Single CPU `dataloaders`

Hi All,

Following the example 10_nlp notebook and running into a significant bottleneck when creating the DataBlock. Looking at top from the command line, there is only one CPU being utilized after the progress bar completes and would appreciate recommendations for parallelizing. When processing 100k rows, it takes ~1min with 500k rows taking ~5min.
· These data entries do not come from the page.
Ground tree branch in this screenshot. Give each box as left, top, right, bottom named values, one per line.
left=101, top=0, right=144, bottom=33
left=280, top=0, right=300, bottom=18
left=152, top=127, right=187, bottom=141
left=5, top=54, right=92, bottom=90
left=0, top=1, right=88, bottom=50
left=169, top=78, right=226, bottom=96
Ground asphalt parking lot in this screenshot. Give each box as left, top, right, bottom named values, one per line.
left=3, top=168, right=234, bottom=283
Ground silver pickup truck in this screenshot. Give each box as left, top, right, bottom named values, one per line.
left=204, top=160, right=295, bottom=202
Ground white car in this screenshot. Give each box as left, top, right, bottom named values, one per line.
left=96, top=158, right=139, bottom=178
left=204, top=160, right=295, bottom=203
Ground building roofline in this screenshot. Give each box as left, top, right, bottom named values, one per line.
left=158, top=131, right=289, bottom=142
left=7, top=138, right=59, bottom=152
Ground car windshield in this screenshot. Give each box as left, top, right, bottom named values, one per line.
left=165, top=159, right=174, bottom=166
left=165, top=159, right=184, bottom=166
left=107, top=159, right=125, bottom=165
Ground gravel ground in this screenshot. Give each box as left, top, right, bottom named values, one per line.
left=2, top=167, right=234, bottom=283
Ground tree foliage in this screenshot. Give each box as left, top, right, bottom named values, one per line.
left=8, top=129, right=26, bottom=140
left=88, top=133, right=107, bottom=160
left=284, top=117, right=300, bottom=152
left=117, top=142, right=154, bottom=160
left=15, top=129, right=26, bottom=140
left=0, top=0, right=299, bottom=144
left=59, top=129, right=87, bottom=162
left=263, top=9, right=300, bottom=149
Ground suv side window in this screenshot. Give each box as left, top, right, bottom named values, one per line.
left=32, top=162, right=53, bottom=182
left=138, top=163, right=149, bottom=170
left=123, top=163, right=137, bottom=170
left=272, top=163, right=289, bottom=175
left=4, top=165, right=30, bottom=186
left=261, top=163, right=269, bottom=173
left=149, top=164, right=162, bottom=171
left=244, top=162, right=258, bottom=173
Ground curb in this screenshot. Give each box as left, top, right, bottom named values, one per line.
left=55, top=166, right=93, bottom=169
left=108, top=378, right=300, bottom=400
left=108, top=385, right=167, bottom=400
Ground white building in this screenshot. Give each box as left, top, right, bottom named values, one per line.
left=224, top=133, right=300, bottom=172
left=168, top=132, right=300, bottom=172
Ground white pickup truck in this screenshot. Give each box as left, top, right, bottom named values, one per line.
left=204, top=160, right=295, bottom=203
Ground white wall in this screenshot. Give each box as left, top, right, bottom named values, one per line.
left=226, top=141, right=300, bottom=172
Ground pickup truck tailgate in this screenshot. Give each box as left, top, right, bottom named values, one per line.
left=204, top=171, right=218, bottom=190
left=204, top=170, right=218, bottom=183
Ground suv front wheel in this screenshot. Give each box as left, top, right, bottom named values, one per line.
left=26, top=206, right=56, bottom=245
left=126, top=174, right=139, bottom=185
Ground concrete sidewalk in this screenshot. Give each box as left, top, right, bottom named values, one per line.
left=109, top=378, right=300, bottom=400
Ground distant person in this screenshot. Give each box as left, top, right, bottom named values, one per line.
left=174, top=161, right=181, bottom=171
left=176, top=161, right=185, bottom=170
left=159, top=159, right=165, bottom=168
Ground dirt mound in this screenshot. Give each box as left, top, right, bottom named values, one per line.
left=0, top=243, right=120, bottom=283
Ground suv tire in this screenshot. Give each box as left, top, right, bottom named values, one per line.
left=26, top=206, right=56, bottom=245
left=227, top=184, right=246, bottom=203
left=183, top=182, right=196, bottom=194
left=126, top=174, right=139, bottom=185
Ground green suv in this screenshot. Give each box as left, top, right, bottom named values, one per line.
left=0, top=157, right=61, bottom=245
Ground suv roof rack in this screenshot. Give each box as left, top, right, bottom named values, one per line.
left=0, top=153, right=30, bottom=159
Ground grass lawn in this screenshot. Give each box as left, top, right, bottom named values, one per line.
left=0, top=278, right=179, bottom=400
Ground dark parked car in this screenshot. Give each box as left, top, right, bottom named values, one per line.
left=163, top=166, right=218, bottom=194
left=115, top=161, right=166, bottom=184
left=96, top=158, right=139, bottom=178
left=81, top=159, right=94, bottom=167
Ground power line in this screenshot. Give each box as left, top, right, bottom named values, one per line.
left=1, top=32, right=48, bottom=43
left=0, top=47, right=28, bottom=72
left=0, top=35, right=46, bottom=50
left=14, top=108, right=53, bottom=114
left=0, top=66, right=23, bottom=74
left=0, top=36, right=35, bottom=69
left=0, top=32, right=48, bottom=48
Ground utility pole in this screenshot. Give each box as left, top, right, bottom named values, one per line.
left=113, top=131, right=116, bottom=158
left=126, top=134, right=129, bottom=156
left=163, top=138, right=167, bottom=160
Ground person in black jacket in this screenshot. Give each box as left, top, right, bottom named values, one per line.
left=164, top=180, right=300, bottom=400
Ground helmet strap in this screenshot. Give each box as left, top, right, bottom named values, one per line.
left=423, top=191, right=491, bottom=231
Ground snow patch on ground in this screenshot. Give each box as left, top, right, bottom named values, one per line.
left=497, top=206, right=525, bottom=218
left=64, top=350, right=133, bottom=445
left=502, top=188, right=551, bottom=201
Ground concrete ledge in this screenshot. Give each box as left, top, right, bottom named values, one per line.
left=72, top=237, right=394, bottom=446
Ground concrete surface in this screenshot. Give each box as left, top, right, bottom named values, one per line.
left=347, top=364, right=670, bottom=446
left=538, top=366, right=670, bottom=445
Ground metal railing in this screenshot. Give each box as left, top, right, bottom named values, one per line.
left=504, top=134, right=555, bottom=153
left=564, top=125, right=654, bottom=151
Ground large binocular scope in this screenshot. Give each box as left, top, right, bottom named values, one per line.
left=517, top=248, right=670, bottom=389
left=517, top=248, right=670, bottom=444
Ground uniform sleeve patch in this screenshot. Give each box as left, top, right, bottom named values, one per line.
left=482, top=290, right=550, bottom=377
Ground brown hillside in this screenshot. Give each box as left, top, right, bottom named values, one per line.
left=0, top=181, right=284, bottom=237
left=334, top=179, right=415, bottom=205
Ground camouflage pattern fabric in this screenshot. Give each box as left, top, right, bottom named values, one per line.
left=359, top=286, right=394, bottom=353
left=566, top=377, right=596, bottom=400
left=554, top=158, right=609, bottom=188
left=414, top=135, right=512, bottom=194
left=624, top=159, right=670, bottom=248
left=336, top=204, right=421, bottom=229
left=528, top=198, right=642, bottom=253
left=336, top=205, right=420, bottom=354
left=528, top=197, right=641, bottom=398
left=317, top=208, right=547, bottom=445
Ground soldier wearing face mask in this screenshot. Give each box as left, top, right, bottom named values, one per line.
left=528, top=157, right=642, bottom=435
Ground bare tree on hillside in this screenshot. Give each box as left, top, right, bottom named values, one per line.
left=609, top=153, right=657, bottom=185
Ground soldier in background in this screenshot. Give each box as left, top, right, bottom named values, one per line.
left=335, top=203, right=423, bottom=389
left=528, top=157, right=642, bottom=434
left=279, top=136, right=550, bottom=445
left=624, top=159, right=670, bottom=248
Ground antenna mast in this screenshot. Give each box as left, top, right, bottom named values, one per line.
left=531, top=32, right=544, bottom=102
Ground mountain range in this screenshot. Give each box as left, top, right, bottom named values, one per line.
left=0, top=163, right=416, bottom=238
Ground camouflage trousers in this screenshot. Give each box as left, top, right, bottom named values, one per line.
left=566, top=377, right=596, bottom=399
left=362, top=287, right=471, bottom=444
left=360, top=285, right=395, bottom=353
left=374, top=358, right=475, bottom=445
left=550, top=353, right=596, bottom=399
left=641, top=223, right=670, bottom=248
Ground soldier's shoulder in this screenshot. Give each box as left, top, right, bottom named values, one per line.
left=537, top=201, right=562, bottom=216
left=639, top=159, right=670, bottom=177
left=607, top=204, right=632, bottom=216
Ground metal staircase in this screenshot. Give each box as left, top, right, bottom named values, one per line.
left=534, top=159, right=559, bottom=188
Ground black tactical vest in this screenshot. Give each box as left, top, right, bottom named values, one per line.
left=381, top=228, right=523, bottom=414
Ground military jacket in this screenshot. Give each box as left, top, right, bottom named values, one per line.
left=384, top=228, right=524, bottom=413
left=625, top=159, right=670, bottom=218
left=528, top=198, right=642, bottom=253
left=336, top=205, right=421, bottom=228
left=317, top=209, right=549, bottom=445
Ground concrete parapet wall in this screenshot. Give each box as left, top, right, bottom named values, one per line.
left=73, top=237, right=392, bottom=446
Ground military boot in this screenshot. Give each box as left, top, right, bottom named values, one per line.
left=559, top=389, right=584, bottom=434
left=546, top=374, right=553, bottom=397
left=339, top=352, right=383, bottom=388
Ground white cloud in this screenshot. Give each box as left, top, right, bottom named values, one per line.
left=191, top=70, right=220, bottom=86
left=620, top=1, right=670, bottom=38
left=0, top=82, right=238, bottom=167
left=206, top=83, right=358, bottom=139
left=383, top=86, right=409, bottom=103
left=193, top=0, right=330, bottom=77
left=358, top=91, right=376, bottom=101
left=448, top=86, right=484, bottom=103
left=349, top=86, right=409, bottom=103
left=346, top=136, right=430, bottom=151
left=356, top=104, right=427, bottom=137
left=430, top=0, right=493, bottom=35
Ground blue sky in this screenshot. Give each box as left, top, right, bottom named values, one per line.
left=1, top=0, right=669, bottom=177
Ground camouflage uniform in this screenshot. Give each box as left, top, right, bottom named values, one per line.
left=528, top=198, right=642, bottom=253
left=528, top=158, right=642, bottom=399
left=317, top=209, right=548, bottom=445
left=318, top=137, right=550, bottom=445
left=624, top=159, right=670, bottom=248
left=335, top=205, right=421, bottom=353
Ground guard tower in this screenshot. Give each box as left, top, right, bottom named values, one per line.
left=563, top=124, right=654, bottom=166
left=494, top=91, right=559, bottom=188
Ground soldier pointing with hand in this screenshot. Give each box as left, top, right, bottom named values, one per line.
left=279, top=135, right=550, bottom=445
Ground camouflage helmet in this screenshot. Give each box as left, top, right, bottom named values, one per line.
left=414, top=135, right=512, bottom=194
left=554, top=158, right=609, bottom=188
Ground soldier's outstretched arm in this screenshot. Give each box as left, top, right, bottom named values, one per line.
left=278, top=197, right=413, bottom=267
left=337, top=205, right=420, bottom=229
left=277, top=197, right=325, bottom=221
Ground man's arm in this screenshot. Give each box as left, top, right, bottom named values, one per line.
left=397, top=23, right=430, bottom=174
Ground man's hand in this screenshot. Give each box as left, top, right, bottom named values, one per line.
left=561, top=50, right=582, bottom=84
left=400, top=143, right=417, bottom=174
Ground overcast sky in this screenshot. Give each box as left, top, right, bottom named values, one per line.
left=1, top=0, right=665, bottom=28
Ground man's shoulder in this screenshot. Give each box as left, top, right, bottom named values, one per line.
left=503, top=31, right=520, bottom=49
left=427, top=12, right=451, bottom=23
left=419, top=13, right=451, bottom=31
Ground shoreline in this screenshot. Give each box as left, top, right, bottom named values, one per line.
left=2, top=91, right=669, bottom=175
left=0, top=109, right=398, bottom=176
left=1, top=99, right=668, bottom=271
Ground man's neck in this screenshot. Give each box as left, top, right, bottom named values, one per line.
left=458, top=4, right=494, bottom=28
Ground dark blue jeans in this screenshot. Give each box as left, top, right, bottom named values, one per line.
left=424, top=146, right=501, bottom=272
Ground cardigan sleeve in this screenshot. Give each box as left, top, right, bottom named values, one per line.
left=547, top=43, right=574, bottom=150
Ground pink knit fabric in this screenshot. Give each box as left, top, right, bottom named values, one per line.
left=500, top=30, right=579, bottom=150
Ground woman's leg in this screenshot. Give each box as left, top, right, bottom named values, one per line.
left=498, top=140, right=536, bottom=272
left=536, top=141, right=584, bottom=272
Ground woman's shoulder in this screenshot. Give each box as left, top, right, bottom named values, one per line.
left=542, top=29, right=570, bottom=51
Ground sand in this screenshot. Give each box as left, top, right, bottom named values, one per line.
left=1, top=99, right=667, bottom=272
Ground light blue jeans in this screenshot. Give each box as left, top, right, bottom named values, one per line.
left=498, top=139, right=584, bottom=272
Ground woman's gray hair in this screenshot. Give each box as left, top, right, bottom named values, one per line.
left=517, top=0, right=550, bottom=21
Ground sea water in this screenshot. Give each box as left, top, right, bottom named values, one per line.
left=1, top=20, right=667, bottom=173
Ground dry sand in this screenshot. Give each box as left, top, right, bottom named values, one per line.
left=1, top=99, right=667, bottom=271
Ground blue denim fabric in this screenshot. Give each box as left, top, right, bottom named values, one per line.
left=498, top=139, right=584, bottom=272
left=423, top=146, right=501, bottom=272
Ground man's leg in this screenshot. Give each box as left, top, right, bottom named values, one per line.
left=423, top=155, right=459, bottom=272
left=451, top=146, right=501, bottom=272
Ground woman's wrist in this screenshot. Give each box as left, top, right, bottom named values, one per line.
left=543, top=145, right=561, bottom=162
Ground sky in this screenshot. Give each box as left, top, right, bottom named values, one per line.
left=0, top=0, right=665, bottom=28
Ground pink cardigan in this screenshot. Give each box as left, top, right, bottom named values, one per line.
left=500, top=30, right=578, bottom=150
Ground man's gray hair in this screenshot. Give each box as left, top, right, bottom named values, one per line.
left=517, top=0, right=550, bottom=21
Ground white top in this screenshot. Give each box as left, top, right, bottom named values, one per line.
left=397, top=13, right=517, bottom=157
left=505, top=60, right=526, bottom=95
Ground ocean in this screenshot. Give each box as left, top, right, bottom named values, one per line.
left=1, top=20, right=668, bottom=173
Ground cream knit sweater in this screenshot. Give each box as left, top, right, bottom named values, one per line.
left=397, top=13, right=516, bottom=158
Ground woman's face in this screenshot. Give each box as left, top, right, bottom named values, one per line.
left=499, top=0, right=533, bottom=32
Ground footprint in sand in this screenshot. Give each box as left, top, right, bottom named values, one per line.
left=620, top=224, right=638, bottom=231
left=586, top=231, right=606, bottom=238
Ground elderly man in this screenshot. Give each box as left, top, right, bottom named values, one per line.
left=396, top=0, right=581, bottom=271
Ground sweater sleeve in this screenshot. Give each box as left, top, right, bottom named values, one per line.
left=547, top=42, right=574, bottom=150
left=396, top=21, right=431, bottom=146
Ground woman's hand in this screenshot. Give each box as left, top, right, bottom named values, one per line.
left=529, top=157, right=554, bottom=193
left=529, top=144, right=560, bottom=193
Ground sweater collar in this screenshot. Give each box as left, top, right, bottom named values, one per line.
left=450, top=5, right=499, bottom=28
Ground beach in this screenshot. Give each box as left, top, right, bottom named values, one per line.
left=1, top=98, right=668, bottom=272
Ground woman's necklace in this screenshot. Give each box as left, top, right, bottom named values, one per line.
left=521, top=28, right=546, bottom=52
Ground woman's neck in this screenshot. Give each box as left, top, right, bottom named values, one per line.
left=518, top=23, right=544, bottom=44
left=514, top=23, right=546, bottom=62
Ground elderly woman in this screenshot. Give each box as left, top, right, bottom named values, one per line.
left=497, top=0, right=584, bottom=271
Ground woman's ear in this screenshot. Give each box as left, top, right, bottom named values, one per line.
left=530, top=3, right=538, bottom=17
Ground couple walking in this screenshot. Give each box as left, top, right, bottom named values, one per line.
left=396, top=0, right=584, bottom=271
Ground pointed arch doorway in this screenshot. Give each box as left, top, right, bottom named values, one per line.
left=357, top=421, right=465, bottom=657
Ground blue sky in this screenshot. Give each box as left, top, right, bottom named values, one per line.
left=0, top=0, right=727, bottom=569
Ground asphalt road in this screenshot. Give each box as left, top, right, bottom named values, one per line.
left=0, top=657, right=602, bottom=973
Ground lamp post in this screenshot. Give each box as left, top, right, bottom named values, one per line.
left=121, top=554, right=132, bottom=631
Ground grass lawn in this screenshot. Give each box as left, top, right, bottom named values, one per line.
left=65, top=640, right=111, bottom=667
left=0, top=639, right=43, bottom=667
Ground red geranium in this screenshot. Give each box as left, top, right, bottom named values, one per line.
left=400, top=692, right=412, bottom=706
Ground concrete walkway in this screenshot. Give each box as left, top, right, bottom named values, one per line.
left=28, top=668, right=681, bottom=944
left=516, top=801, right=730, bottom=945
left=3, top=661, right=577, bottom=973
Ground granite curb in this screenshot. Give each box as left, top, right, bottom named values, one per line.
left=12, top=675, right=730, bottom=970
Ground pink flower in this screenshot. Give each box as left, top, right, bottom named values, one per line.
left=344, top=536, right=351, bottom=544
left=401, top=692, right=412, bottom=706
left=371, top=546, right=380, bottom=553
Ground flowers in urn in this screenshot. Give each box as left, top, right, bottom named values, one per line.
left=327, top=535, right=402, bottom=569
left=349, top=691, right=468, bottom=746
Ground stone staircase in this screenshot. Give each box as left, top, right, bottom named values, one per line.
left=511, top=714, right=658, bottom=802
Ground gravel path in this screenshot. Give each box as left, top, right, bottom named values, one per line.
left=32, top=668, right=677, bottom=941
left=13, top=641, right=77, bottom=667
Row extract below formatted as CSV with “label” as the category and “text” as the input text:

Source Data
label, text
…, …

For context, below is the instance configuration:

VM Resources acknowledge this is overkill
CPUs: 64
Memory: 240GB
GPUs: 4 Tesla P4s

With the dataloaders code below:

Dataloaders Code Block note this is using TextBlock.from_df

dls_lm = DataBlock(
        blocks=TextBlock.from_df('text', is_lm=True),
        bs=128, seq_len=72, 

Any recommendations to accelerate performance would be appreciated.

[Update] - resolved
Running over the full 22M records takes 3.5hrs to load the DataBlock. Ran into a CUDA out of memory error when training the model; reducing batch size to 16 to mitigate.
Resolution - reducing batch worked

[Update] - resolved
While the progress bar is visible, Learn.fit_one_cycle() is using only a single thread with an estimated completion time of 11 hours for 22M records with resources listed above. During the progress bar phase for DataBlock, multiple threads were visible using top. Note that torch.cuda.current_device() returns 0; I am connected to the GPU. Code snippet below:

learn = language_model_learner(
    dls_lm, AWD_LSTM, drop_mult=0.3, 
    metrics=[accuracy, Perplexity()]).to_fp16()

learn.fit_one_cycle(1, 2e-2)

Resolution - running watch -n 1 nvidia-smi shows one of the four GPUs being used (look at Working with GPU documentation for more information)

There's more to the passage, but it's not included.